È in sostanza la «difficoltà di trasmettere all’utente che l’area di emergenza rappresenta un filtro complesso e delicato. Da un lato gli accessi strutturati per priorità sanitarie, perché è evidente che non vale il biglietto salva-code. Dall’altro per ogni paziente viene strutturato un percorso legato poi al funzionamento della struttura ospedaliera. Un trattamento o una risposta si può peraltro ottenere anche dopo ore o dopo giorni».

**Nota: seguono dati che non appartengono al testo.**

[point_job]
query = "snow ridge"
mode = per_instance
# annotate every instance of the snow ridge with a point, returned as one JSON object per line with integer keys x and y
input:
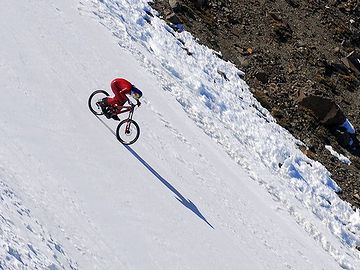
{"x": 213, "y": 94}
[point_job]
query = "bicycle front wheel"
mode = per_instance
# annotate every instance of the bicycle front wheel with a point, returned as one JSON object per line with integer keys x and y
{"x": 128, "y": 131}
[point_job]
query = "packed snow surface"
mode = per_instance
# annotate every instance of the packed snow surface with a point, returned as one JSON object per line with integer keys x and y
{"x": 212, "y": 183}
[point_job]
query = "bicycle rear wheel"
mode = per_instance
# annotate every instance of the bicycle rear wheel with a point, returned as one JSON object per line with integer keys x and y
{"x": 128, "y": 131}
{"x": 94, "y": 99}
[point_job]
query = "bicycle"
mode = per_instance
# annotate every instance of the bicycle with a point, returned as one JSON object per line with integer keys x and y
{"x": 128, "y": 131}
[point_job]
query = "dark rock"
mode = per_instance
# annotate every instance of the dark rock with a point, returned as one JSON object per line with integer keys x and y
{"x": 262, "y": 76}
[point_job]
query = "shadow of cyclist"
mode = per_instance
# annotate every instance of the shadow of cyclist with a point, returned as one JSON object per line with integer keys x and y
{"x": 187, "y": 203}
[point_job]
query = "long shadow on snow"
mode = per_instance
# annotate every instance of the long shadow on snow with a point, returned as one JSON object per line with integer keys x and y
{"x": 187, "y": 203}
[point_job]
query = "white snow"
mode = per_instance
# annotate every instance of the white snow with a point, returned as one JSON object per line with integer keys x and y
{"x": 212, "y": 183}
{"x": 339, "y": 156}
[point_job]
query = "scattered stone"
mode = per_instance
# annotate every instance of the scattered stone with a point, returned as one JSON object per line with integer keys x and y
{"x": 352, "y": 61}
{"x": 262, "y": 77}
{"x": 173, "y": 18}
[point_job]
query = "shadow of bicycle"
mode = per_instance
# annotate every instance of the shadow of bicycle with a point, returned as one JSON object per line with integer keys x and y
{"x": 185, "y": 202}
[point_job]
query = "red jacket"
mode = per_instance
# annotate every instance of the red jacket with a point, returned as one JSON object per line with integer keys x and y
{"x": 121, "y": 88}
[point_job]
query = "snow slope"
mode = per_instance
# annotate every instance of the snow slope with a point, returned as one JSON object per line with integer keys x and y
{"x": 212, "y": 183}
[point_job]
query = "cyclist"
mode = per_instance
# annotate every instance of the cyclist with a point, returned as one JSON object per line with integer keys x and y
{"x": 111, "y": 106}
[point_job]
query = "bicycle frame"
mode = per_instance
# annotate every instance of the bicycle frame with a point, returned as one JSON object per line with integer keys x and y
{"x": 130, "y": 109}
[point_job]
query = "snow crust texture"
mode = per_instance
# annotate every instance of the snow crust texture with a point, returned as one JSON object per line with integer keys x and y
{"x": 213, "y": 94}
{"x": 212, "y": 181}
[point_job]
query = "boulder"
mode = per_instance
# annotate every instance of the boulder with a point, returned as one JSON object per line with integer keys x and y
{"x": 324, "y": 109}
{"x": 352, "y": 61}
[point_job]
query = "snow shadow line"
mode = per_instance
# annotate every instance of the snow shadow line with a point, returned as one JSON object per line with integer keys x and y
{"x": 187, "y": 203}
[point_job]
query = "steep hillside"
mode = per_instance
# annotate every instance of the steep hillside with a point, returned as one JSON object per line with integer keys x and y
{"x": 285, "y": 47}
{"x": 212, "y": 183}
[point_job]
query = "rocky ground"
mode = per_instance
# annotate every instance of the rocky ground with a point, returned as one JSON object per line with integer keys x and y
{"x": 285, "y": 46}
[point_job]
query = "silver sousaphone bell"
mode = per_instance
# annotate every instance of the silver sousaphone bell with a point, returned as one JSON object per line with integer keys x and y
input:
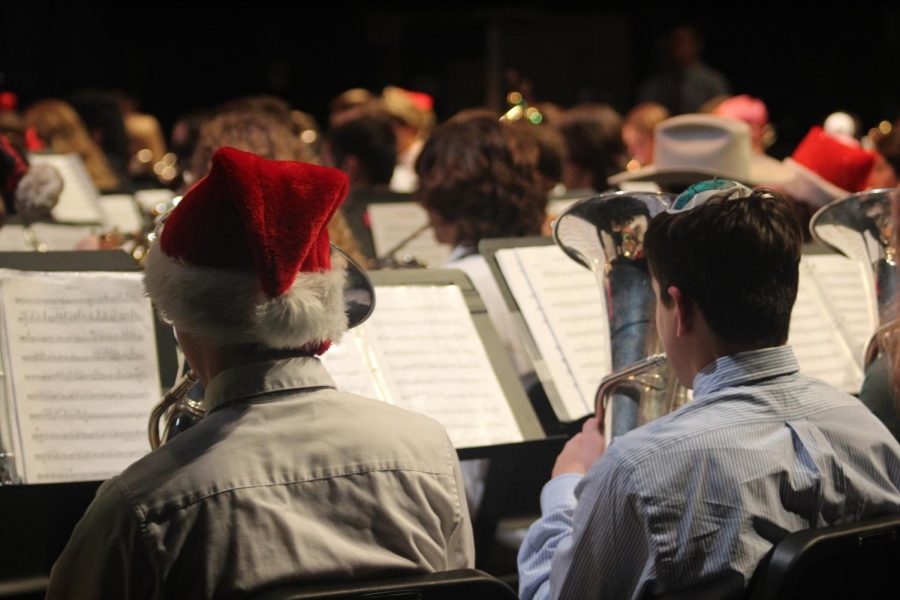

Il medico offre un racconto senza filtro, spiega cosa accade dietro quella porta, quasi a invitare a gettarne lo sguardo, per accorgersi almeno di un altro punto di vista, quello di chi lavora dietro le quinte. Le lunghe attese. «Stiamo lavorando per migliorare la situazione - spiega Barillari - C’è da dire, tuttavia, che in tutto il mondo occidentale gli accessi al Pronto soccorso sono in aumento e non si è trovata ancora una soluzione soddisfacente. Rappresentiamo l’unica porta diretta alla sanità e l’utente che non sa dove andare viene qui, dove ha comunque una risposta».